Hypoplastic Left Heart Syndrome (HLHS) is a severe congenital heart defect in which the left side of the heart is underdeveloped. In a normal heart, the left side (consisting of the left atrium and left ventricle) is responsible for pumping oxygen-rich blood to the entire body. In HLHS, the structures on the left side of the heart, including the left ventricle, mitral valve, aortic valve, and the ascending portion of the aorta, are underdeveloped.

Characteristics

  • Underdeveloped Left Ventricle: The left ventricle is too small and cannot effectively pump blood to the body.

  • Mitral Valve and Aortic Valve Abnormalities: These valves may be small, underdeveloped, or completely closed.

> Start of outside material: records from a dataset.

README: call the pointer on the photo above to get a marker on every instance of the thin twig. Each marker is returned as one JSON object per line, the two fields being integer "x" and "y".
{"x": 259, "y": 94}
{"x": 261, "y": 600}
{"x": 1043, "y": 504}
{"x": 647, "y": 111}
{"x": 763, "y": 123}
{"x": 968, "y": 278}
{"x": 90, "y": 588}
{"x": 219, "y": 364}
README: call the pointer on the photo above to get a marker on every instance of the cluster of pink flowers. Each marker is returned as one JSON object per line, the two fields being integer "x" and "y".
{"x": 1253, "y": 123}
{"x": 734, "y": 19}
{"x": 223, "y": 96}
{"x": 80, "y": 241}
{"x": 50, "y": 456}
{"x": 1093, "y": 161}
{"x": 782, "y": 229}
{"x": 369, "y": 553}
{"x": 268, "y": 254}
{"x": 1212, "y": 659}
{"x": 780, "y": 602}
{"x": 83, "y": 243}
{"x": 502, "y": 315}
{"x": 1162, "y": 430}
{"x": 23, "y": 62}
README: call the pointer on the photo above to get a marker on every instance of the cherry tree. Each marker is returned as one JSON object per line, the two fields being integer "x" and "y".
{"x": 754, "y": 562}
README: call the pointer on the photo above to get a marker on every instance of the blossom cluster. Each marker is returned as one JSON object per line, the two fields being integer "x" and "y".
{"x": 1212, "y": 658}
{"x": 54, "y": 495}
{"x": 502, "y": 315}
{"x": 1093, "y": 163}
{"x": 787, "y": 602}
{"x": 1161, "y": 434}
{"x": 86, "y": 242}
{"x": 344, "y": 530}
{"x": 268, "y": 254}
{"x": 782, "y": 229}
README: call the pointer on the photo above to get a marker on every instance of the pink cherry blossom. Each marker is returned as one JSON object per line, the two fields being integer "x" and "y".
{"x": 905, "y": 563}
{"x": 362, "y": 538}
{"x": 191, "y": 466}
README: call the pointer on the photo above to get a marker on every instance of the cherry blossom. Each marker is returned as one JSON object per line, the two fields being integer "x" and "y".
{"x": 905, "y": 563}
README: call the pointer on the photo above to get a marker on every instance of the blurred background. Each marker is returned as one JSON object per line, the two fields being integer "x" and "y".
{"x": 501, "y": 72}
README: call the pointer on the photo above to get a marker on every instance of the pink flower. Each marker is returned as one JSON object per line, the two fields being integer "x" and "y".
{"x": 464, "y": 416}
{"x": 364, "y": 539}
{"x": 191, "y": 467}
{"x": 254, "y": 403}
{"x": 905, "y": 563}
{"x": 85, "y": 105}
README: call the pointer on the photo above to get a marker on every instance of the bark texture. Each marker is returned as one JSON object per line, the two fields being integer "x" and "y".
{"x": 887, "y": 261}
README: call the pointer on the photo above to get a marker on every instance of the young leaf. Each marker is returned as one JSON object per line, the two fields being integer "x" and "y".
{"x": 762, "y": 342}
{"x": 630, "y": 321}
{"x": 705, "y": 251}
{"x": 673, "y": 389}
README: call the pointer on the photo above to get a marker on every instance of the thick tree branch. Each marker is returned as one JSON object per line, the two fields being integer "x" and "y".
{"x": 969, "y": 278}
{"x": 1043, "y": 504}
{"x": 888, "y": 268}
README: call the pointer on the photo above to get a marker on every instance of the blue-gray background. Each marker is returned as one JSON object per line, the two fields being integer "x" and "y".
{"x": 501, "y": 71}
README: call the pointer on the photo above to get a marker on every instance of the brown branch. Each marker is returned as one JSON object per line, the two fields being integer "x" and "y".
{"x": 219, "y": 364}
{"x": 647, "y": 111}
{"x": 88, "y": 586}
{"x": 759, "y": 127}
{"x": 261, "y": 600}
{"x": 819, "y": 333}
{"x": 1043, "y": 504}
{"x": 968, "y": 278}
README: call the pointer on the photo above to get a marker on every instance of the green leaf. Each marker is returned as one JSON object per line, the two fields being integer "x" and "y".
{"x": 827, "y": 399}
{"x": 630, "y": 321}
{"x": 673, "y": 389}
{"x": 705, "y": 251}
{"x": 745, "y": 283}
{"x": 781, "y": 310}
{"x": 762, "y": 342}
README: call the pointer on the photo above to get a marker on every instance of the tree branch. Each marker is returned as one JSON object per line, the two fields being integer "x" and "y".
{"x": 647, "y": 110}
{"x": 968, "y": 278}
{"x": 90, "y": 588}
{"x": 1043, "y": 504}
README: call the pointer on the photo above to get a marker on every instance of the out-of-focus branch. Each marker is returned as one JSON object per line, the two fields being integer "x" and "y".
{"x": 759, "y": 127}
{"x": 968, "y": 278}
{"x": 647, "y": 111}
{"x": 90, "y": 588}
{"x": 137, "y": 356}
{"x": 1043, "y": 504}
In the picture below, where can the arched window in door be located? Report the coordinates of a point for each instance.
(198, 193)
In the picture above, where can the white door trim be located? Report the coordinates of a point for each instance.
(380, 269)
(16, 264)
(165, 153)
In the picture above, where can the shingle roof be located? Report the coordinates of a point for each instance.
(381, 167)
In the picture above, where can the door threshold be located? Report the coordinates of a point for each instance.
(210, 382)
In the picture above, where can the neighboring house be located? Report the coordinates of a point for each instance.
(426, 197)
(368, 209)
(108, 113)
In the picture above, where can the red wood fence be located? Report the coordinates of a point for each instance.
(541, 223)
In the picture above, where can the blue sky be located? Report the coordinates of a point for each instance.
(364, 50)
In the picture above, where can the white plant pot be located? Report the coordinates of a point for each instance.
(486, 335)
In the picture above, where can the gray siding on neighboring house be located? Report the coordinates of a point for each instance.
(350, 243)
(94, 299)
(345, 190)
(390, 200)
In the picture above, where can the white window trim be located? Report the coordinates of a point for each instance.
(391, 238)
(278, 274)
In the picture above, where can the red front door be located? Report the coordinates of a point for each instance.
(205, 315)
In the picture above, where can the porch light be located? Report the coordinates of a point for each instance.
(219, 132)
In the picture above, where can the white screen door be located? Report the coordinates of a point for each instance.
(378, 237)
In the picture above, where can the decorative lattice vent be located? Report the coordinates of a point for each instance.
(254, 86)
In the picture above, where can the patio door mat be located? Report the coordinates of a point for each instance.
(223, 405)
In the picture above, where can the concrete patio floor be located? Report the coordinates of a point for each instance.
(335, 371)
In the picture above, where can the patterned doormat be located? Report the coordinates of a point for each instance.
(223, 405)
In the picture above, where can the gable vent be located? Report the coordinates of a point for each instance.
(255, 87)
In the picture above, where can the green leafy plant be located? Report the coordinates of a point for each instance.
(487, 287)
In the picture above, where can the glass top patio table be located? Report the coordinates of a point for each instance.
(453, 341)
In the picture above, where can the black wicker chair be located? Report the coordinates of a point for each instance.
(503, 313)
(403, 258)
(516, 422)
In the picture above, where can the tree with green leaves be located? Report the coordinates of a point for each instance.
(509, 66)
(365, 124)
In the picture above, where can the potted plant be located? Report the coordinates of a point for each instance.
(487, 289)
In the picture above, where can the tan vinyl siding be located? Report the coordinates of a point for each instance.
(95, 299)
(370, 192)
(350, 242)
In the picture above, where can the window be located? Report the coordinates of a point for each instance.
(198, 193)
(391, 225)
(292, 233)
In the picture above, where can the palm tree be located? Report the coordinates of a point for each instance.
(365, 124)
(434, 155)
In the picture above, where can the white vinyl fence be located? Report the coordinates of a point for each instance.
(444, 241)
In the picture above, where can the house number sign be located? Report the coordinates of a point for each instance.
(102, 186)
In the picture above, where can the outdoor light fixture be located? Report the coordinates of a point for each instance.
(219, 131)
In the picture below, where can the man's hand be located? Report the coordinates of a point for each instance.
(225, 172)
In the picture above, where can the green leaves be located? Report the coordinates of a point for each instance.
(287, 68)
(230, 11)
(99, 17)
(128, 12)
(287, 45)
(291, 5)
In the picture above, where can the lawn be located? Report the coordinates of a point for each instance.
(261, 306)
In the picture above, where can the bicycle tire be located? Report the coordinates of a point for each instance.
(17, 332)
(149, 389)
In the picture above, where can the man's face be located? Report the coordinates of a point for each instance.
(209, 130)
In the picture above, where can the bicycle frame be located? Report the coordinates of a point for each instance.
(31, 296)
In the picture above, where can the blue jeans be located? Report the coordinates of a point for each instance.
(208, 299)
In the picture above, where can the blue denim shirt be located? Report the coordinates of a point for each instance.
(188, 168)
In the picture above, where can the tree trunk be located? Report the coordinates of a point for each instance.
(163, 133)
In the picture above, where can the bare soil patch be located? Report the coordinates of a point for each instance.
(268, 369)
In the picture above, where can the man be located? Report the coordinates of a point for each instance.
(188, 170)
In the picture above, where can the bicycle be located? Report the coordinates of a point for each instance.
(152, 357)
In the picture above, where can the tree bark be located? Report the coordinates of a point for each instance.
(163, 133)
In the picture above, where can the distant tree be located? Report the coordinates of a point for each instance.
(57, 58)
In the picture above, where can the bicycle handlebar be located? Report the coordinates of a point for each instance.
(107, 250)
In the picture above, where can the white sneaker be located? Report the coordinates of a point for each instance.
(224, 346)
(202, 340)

  • Small or Narrow Ascending Aorta: The main artery that carries oxygen-rich blood from the left ventricle to the body is underdeveloped.

Symptoms

Babies with HLHS may appear normal at birth but will soon show signs of serious heart failure, including:

  • Difficulty breathing

  • Poor feeding

  • Pale or bluish skin color (cyanosis)

  • Weak pulse

  • Lethargy

Diagnosis

HLHS is often detected before birth during a prenatal ultrasound or shortly after birth due to the presence of symptoms. Diagnostic tests include:

  • Echocardiogram: An ultrasound of the heart to visualize its structure and function.

  • Electrocardiogram (ECG): To measure the electrical activity of the heart.

  • Chest X-ray: To view the size and shape of the heart and lungs.

  • Cardiac catheterization: A procedure to measure pressures within the heart chambers and blood vessels.

Treatment

Treatment for HLHS requires a series of complex surgical procedures performed in stages:

  1. Norwood Procedure: Performed shortly after birth, this surgery reconstructs the aorta and connects it directly to the right ventricle.

  2. Bidirectional Glenn Procedure or Hemi-Fontan Procedure: Performed at 4-6 months of age, this procedure involves redirecting oxygen-poor blood directly from the upper body to the lungs, bypassing the heart.

  3. Fontan Procedure: Usually performed between 18 months and 3 years of age, this final stage directs oxygen-poor blood from the lower body to the lungs.

In some cases, a heart transplant may be considered as an alternative to these surgeries.

Long-term Outlook

Children with HLHS require life-long cardiac care. They may face challenges related to their heart function, growth, development, and may have limitations in physical activity. Despite advancements in surgical techniques and medical care, HLHS remains one of the most challenging congenital heart defects to manage. Regular follow-up with a pediatric cardiologist is essential to monitor heart function, detect complications, and manage any related health issues.